Ya... gayanya memang seperti itu, meski usianya sudah lebih dari dua puluh empat tahun.
“Cari saja yang pasti. Perempuan itu berhak dipilih. Tapi, perempuanlah yang menentukan pilihan. Pria itu pantas atau tidak. Jangan mau jadi obyek. Jadilah subyek.”

Obrolan di warung Padang itu berlanjut. Lebih serius.

“Tanya dulu sama cowokmu sekarang. Tanya komitmennya ke depan. Berapa lama lagi? Kalau nggak jelas, putusin saja. Terima lamaran yang ini.”
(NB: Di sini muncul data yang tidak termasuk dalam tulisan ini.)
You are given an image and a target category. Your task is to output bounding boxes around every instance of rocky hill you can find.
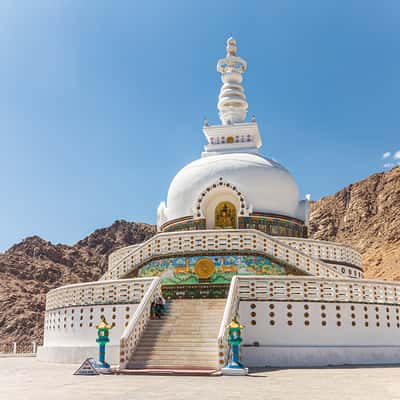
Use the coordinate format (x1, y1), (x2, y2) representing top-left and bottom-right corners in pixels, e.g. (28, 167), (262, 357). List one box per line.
(309, 166), (400, 281)
(0, 221), (155, 343)
(0, 166), (400, 343)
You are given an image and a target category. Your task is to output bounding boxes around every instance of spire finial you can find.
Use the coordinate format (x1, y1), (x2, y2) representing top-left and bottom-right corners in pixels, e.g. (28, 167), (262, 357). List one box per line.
(226, 36), (237, 57)
(217, 37), (248, 125)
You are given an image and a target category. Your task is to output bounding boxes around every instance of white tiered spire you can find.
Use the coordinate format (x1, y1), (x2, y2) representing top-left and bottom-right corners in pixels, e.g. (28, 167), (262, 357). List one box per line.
(217, 37), (248, 125)
(202, 37), (262, 157)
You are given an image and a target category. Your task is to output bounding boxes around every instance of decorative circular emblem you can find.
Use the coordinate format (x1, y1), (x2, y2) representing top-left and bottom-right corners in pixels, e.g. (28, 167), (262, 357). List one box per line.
(194, 258), (215, 279)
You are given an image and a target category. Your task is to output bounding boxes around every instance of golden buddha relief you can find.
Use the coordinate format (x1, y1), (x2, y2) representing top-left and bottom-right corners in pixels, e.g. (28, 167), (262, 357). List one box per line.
(215, 201), (236, 229)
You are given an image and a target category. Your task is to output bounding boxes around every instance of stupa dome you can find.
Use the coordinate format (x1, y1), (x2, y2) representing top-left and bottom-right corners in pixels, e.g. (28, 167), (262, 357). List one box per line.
(167, 153), (299, 220)
(157, 38), (308, 231)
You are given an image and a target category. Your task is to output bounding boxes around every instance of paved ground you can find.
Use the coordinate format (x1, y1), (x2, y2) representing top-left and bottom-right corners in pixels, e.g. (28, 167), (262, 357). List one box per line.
(0, 358), (400, 400)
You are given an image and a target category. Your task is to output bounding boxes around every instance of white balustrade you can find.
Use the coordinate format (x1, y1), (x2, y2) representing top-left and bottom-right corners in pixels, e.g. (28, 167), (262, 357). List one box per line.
(119, 278), (161, 369)
(101, 229), (343, 279)
(46, 278), (153, 311)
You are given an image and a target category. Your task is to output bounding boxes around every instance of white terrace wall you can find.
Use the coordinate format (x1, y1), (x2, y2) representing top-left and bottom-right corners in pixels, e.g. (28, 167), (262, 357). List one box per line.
(234, 277), (400, 367)
(239, 301), (400, 367)
(37, 278), (154, 364)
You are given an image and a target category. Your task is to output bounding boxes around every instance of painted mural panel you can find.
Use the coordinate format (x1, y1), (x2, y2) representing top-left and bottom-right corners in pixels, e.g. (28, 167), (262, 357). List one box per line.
(139, 255), (286, 285)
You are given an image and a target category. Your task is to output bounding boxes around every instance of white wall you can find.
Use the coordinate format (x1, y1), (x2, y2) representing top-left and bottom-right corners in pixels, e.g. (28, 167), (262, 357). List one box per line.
(43, 304), (138, 346)
(239, 301), (400, 367)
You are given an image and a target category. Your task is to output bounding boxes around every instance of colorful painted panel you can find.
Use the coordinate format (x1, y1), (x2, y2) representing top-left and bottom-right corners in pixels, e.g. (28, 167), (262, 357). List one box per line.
(239, 216), (307, 237)
(139, 255), (287, 285)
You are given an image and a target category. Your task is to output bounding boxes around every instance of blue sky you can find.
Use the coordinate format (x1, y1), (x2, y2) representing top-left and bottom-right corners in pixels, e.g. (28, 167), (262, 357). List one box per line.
(0, 0), (400, 251)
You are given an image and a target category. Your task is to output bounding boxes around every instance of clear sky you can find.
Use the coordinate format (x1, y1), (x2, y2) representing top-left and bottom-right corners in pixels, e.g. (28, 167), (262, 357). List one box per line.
(0, 0), (400, 251)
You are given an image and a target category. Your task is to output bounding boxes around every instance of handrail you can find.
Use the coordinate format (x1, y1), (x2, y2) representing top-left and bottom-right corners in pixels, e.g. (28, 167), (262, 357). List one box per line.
(217, 275), (239, 367)
(46, 278), (152, 311)
(119, 277), (161, 369)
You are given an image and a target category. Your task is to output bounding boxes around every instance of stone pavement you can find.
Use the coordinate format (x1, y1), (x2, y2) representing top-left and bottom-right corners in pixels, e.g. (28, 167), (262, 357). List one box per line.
(0, 358), (400, 400)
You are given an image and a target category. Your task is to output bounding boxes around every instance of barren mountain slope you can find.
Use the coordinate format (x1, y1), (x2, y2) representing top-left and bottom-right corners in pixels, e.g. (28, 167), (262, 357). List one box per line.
(0, 221), (155, 343)
(309, 166), (400, 280)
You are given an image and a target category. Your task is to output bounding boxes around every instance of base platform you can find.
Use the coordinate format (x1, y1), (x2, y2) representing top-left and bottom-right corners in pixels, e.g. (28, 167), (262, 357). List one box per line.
(117, 367), (221, 376)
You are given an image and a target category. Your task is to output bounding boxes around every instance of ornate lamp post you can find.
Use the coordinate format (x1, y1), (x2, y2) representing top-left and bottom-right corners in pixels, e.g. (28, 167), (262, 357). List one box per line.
(96, 315), (115, 368)
(221, 317), (248, 375)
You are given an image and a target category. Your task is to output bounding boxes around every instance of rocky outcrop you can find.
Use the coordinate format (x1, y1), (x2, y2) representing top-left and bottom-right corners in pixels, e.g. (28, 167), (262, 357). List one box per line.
(309, 166), (400, 280)
(0, 221), (155, 343)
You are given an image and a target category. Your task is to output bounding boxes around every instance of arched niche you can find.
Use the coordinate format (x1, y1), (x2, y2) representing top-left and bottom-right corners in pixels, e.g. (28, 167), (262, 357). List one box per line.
(193, 178), (248, 229)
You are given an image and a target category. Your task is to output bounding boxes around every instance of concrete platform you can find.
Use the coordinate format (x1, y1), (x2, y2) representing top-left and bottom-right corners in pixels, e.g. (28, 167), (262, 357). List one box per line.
(0, 358), (400, 400)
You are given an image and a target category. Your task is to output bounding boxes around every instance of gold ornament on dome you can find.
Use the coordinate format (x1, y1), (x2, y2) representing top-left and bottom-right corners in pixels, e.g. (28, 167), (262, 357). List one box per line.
(215, 201), (236, 229)
(194, 258), (215, 279)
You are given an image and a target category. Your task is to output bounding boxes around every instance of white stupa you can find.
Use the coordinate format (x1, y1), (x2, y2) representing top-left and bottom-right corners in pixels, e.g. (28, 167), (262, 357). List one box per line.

Saya bukan seorang yang paham tentang ilmu hadits dan ayat-ayat suci. Saya hanya seorang pedagang. Hadits yang masih bisa saya ingat kontennya adalah sebuah hadits yang melarang membeli barang yang sudah ditawar oleh orang lain.

Entah benar atau salah. Saya mengambil hadits tersebut sebagai rujukan ‘ijtihad’ saya peribadi. Dalam persoalan adik saya ini.

“Kamu kan punya hubungan sama seseorang. Tanya dulu. Beri kesempatan dia untuk membuktikan cinta. Kalau nggak berani. Ya... ambil saja kesempatan yang ada. Yang penting kamu tidak menikamnya dari belakang. Kamu nggak menjalin hubungan di dalam hubungan.”

            ####

            Beberapa bulan yang lalu dia chatting dengan saya. Menceritakan kalau LDR-nya sudah berakhir. Meski sebenarnya saya sudah tahu dari beberapa teman dekatnya. 

“Do’ain ya... Masqu. moga ini jd pelabuhan trakhirqu.”
“Aamiin.”

            Dia sempat bilang kalau pernikahannya bulan Juni. Tapi, tidak mengatakan kalau ternyata tahun ini. Saya juga sempat “surprise” ketika jum’at kemarin teman satu geng dulu memberi tahu saya.

Dan terus begitu sampai sekarang. Saya pura-pura kaget. Nggak percaya kalau dia menikah. Ketika dia bilang “Surpise...!”

Saya tetap pura-pura kaget. Pura-pura belum tahu. Bahwa hari sabtu nanti dia akan menikah. Akhirnya adikku menikah juga. Akhirnya berkurang satu pasienku. Pasien curhat.

Bahagia itu sederhana. Kita lah yang seringkali membuatnya rumit. Kita lah yang seringkali mendefinisikan dengan hal-hal yang kadang tak terjangkau. Terlalu sering mendongak ke atas. Silau dengan fatamorgana. Padahal seringkali kebahagiaan itu begitu dekat sekali dengan kita.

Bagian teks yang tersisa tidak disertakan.